Aston Martin Rapide-E wypadł z produkcji jeszcze przed jej rozpoczęciem

Miało być 155 egzemplarzy. Miał być służbowym autem Bonda. Tymczasem Aston Martin Rapide-E najprawdopodobniej w ogóle nie wyjedzie na drogi.

Elektryczny model marki z Gaydon miał być przełomem. I choć Aston Martin Rapide-E nie został zaprojektowany w celu masowej sprzedaży, to jednak miał pokazać możliwości marki. Za całą technologią stała tutaj ulubiona firma milionów Polaków, czyli Williams. Jak się jednak okazuje 155 egzemplarzy, które miało wyjechać na drogi, w ogóle nie powstanie.

Ten model rodził się w bólach

Aston Martin Rapide-E po raz pierwszy został zaprezentowany w 2015 roku, zaś dopiero w 2019 został zaprezentowany w akcji podczas Festiwalu Szybkości w Goodwood. Co więcej, konstrukcyjnie bazuje na ponad 10-letnim aucie, które nigdy nie stało się przebojem w gamie Astona Martina.

Limitowana do 155 sztuk produkcja Astona Martina Rapide-E miała na celu pokazanie transformacji w marce. Jednocześnie model ten mógł przyciągnąć klientów, którzy poszukują efektownego auta elektrycznego. Tymczasem według nieoficjalnych informacji, które przekazał Autocar, projekt anulowano. Dlaczego? Trudno powiedzieć. Albo Williams wycofał się ze swojej części, albo Aston skupił na ważniejszym dla siebie projekcie, czyli modelu DBX.
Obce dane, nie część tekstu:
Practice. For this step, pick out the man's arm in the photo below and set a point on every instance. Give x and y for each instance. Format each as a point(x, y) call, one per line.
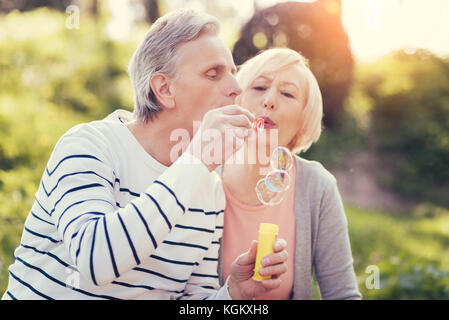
point(105, 242)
Istnieje też szansa, że zainteresowanie tym autem było bardzo małe - na tyle, że raptem garstka samochodów została faktycznie sprzedana. Dużo łatwiej jest więc wybrać kilka lub kilkanaście numerów telefonów celem przekazania informacji o zamknięciu projektu.

To nie jest jedyne brytyjskie auto, które nie dotarło na rynek

W ubiegłym roku na rynek miał wjechać Range Rover SV Coupe, czyli unikalny projekt tej marki. Kosmiczna cena nie była barierą dla klientów, ale okazała się być problemem dla producenta. Koszty rozwoju tego projektu, starannie przygotowywanego przez kilka lat, okazały się tak ogromne, że jedyną sensowną decyzją było wstrzymanie całego przedsięwzięcia.